ATHENS (Reuters) - Greek authorities want banks to clean up their loan books faster, and they have put together new schemes to help lenders offload bad debt by wrapping it into asset-backed securities.
Sour loans remain the biggest challenge facing Greek banks, the legacy of a multi-year debt crisis that shrank Greece’s economy by a quarter and drove unemployment close to a record high of 28 percent in 2013.
So-called non-performing exposures stood at 84.7 billion euros 84.7 billion euros (£73.7 billion), or 46.7 percent of banks’ loan books, in September. That is nearly half the country’s projected gross domestic product this year.
“Unprecedented levels of NPEs in the banking sector are a major drag on the economy, the elephant in the room as conditions improve,” Nick Karamouzis, head of Greece’s bank association, told an economic conference in Berlin last month.

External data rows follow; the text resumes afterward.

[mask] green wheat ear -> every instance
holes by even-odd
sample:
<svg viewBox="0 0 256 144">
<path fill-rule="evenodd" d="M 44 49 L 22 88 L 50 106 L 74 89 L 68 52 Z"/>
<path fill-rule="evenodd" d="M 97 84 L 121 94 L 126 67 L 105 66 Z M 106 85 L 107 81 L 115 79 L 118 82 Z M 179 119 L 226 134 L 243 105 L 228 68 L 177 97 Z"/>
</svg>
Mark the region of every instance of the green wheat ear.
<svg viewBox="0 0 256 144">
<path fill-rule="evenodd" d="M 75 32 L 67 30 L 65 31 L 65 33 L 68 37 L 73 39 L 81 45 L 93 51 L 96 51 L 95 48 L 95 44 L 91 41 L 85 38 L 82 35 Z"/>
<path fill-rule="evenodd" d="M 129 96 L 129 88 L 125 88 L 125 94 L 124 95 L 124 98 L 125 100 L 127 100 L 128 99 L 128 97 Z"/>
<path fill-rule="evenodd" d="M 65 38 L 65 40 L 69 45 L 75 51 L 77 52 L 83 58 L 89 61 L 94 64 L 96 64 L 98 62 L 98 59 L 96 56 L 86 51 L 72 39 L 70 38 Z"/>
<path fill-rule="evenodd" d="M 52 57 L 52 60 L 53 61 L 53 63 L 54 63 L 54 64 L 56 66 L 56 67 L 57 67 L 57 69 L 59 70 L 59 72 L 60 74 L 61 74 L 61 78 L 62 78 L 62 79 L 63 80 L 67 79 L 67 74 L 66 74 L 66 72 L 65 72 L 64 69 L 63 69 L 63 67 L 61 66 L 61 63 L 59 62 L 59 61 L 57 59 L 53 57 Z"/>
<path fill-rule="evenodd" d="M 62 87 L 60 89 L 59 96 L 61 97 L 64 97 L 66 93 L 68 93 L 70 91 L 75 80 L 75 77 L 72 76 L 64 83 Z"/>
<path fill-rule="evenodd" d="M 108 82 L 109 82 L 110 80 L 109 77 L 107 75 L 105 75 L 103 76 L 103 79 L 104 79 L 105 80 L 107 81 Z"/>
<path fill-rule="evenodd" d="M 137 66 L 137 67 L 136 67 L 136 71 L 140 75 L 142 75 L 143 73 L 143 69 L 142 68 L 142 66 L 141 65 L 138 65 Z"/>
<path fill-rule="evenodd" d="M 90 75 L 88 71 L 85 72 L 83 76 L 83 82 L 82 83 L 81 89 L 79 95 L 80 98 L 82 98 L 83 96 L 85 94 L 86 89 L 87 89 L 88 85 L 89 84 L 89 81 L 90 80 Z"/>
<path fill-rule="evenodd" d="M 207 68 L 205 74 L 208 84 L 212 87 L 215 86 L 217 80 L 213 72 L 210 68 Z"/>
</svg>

The urgency of the problem has led the government and the central bank to come up with more radical initiatives involving securitisations.
One plan to solve the problem is a Bank of Greece scheme to have banks transfer NPEs to a special-purpose vehicle (SPV), aiming for a single-digit NPE ratio within two to three years. Banks would transfer a portion of NPEs and deferred tax credits to an SPV that would fund the transfer with securitisations.
A second plan, the APS scheme, was put together by the finance ministry and bank rescue fund HFSF, which holds stakes in Greek banks after taking part in three recapitalisations. It involves SPVs that would issue bonds with a government guarantee for senior tranches, similar to Italy’s GACS model.
The government submitted the APS plan to European Union authorities earlier this week, a senior government official told Reuters.
The APS scheme could need state guarantees of 5 billion to 7 billion euros, to be used only if needed. “Our goal is for these guarantees not to be deemed as state aid by the EU’s competition arm,” the official said.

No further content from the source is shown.